In a possible implementation manner, as shown in fig. 5, the PID parameter tuning system is applied to a magnetic levitation system, first, the sensor unit 10 obtains the control characteristics of the controlled system, sets the value of the hyper-parameter and the initial value of the PID parameter combination according to the characteristics and the control experience of the controlled system, and then, the controlled system is made to perform N round-trip steps according to the step amplitude and the step time interval to obtain step data of the controlled system each time; number of round trip stepsThe controlled system is formed according to the function relation between the state and the time from the step beginning to the error integration time; dividing N groups of round-trip step data into N ascending step response curves and N descending step response curves, wherein the reference set value of the ascending step response curve is X + delta X, and the reference set value of the descending step response curve is X-delta X; respectively calculating the average response curve of the ascending step response curve and the average response curve of the descending step response curve; and respectively calculating the error integral of the ascending step and the error integral of the descending step according to the ascending step average response curve and the descending step average response curve, and calculating the average value of the two as the average error integral of the N round-trip steps. Acquiring the convergence condition of the unconstrained optimization problem by a gradient descent method; calculating a correction value of the PID parameter combination according to a gradient descent method algorithm and a convergence condition; and updating the PID parameter combination according to the correction value. Repeating the above steps until the unconstrained optimization problem meets the convergence condition, and outputting the current time (k)_p,k_d) As the optimal parameter combination.

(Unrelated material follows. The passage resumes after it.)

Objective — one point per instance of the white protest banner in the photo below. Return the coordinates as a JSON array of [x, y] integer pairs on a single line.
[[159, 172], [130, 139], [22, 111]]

The embodiment of the present invention further provides a computer-readable storage medium, which stores instructions that, when executed on a computer, cause the computer to execute the PID parameter automatic tuning method described in any one of the above paragraphs.

Those skilled in the art will appreciate that all or part of the steps in the method for implementing the above embodiments may be implemented by a program, which is stored in a storage medium and includes several instructions to enable a single chip, a chip, or a processor (processor) to execute all or part of the steps in the method according to the embodiments of the present invention. And the aforementioned storage medium includes: a U-disk, a removable hard disk, a Read-Only Memory (ROM), a Random Access Memory (RAM), a magnetic disk or an optical disk, and other various media capable of storing program codes.

While the embodiments of the present invention have been described in detail with reference to the accompanying drawings, the embodiments of the present invention are not limited to the details of the above embodiments, and various simple modifications can be made to the technical solution of the embodiments of the present invention within the technical idea of the embodiments of the present invention, and the simple modifications are within the scope of the embodiments of the present invention. It should be noted that the various features described in the above embodiments may be combined in any suitable manner without departing from the scope of the invention. In order to avoid unnecessary repetition, the embodiments of the present invention will not be described separately for the various possible combinations.

In addition, any combination of the various embodiments of the present invention is also possible, and the same should be considered as disclosed in the embodiments of the present invention as long as it does not depart from the spirit of the embodiments of the present invention.